You should be able to keep a reference to the OutputCollector provided
to the #map() method, and then use it in the #close() method.

I believe that there's a new API that will actually provide the output
collector to the close() method via a context object, but in the mean
time I think the above should work.

-----Original Message-----
From: Stuart White [mailto:stuart.whi...@gmail.com] 
Sent: 17 March 2009 12:13
To: core-user@hadoop.apache.org
Subject: Release batched-up output records at end-of-job?

I have a mapred job that simply performs data transformations in its
Mapper.  I don't need sorting or reduction, so I don't use a Reducer.

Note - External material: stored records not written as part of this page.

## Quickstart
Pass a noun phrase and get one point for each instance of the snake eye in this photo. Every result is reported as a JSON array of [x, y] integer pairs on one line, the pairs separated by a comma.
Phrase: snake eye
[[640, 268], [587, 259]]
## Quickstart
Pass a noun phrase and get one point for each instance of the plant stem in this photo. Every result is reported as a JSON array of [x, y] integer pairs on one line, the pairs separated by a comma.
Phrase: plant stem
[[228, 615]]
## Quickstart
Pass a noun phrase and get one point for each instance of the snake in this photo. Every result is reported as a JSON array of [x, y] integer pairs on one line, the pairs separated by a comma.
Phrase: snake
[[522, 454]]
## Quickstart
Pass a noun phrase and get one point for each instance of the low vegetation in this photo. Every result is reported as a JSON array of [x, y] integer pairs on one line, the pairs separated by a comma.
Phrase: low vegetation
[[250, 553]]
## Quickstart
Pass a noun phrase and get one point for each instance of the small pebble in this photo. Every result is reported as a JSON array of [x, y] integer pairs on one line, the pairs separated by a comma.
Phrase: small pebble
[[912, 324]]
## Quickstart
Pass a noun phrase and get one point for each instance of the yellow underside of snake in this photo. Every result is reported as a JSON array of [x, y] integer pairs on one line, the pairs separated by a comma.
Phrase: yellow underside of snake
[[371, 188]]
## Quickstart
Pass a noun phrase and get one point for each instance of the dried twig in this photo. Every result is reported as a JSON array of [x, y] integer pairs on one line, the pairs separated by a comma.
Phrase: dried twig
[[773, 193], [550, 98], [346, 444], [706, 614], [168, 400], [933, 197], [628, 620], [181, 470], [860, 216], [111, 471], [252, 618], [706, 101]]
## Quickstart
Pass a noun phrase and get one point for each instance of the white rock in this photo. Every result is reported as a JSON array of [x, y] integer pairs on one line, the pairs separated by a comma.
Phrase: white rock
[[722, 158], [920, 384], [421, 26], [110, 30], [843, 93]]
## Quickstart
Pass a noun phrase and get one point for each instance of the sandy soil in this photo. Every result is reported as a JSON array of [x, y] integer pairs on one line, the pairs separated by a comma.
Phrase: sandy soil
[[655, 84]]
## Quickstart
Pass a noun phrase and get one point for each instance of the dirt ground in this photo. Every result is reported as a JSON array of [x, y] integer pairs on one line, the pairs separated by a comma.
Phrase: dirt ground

Without getting too detailed, the nature of my processing is such that
it is much more efficient if I can process blocks of records
at-a-time.  So, what I'd like to do is, in my Mapper, in the map()
function, simply add the incoming record to a list, and once that list
reaches a certain size, process the batched-up records, and then call
output.collect() multiple times to release the output records, each
corresponding to one of the input records.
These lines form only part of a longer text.